Islamic hardliners burn an effigy of Sir Salman Rushdie in Islamabad today
Sam Knight and agencies
Britain expressed its "deep concern" today at remarks made by a Pakistani government minister about the knighting of Sir Salman Rushdie as protests against the award continued among Islamic hardliners in Pakistan and Iran.
The British High Commissioner to Pakistan, Robert Brinkley, was summoned to meet officials in Islamabad to hear Pakistani objections to the honour but, according to a Foreign Office spokeswoman, relayed Britain's own "deep concern" about comments made by the religious affairs minister, Mohammed Ijaz ul-Haq, in the national assembly yesterday.
Mr ul-Haq appeared to justify a suicide bombing attack in response to Rushdie's knighthood when he told Pakistani MPs that "if somebody has to attack by strapping a bomb to his body to protect the honour of the Prophet, then it is justified." He later said he had been misunderstood.
Today Mr Brinkley "made clear the British Government’s deep concern at what the minister for religious affairs was reported to have said," according the spokesman. “The British Government is very clear that nothing can justify suicide bomb attacks.”
The Pakistani Foreign Ministry said that Mr Brinkley was given copies of resolutions passed unanimously by MPs yesterday condemning Rushdie's knighthood. A spokeswoman said: “He was told the decision by the British Government was contrary to objectives to bring about harmony between the faiths. He was told that the people of Pakistan and Muslims all around the world resent this decision."
Britain's diplomatic protest failed to impress the Conservatives, who said the Government should take a stronger stand against the protests that rose against Rushdie's knighthood yesterday. An Iranian extremist group has raised the bounty on Rushdie's head from $100,000 to $150,000 while the Queen's effigy was burned on the streets of Lahore. Today, an Iranian newspaper called the Queen an "old crone".
Paul Goodman, the Tory MP for Wycombe, said that the UK should demand an apology from the highest reaches of the Pakistani government for Mr ul-Haq's comments and compared the Government's response to its quiet stand in the protests over Danish newspaper cartoons that depicted the Prophet Muhammad last year.
“Our own Government should call for such a condemnation without delay," he said. "Instead, there appears to be radio silence on the matter from ministers. It’s Groundhog Day from the Government on incitement from terror: in the aftermath of the Danish cartoon protests in London, ministers stood idly by. It’s the same feeble story today.”
Rushdie remains formally sentenced to death for blasphemy in a fatwa decreed by Ayatollah Khomeini in 1989 but Iran has promised not to implement it. Nonetheless, he remains a figure of loathing for many extremist Muslims for his 1988 novel, The Satanic Verses, in which he depicted a prophet being misled by the Devil.

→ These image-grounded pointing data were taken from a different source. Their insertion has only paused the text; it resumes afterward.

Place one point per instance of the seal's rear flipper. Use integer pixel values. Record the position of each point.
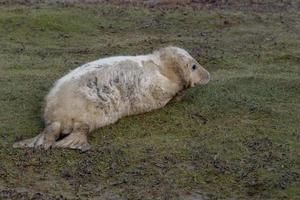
(30, 143)
(44, 140)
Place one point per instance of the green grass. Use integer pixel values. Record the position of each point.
(248, 148)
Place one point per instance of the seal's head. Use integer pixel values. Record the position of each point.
(179, 66)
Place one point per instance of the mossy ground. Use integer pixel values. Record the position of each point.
(238, 137)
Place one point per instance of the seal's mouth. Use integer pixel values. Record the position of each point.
(204, 80)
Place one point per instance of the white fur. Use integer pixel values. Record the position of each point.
(101, 92)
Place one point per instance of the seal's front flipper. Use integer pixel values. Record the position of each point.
(76, 140)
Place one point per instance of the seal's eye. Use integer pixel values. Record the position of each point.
(194, 67)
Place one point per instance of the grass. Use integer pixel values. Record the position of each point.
(237, 137)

Radical groups carried on their protests today. The first deputy speaker of the Iranian parliament told cheering MPs: "Salman Rushdie has turned into a hated corpse which cannot be resurrected by any action. The action by the British Queen in knighting Salman Rushdie, the apostate, is an unwise one."
The Iranian daily newspaper, Jomhuri Eslami, linked the knighthood to a party held at the British Embassy in Tehran last week to mark the sovereign's birthday and claimed that British diplomats in the capital knew about Rushdie's honour. The newspaper also hypothesised that the controversial award was designed to draw attention away from late-night antics of Prince William and Prince Harry.
“The queen bitterly felt that while those infamous princes and that playboy of a crown prince do not make for good news, she has to take it onto herself to create headlines to make up for her court’s inferiority complex," the newspaper wrote. “The question is what the old British crone sought by knighting Rushdie: to help him? Well, her act only shortens Rushdie’s pathetic life."
In Lahore, members of Shabab-e-Mill, the youth wing of Pakistan’s radical Jamaat-e-Islami party, burned the Union Jack for the second day running and their leader, Shahid Gilani, said the group had decided "that we will from now on call every dog ’Sir’".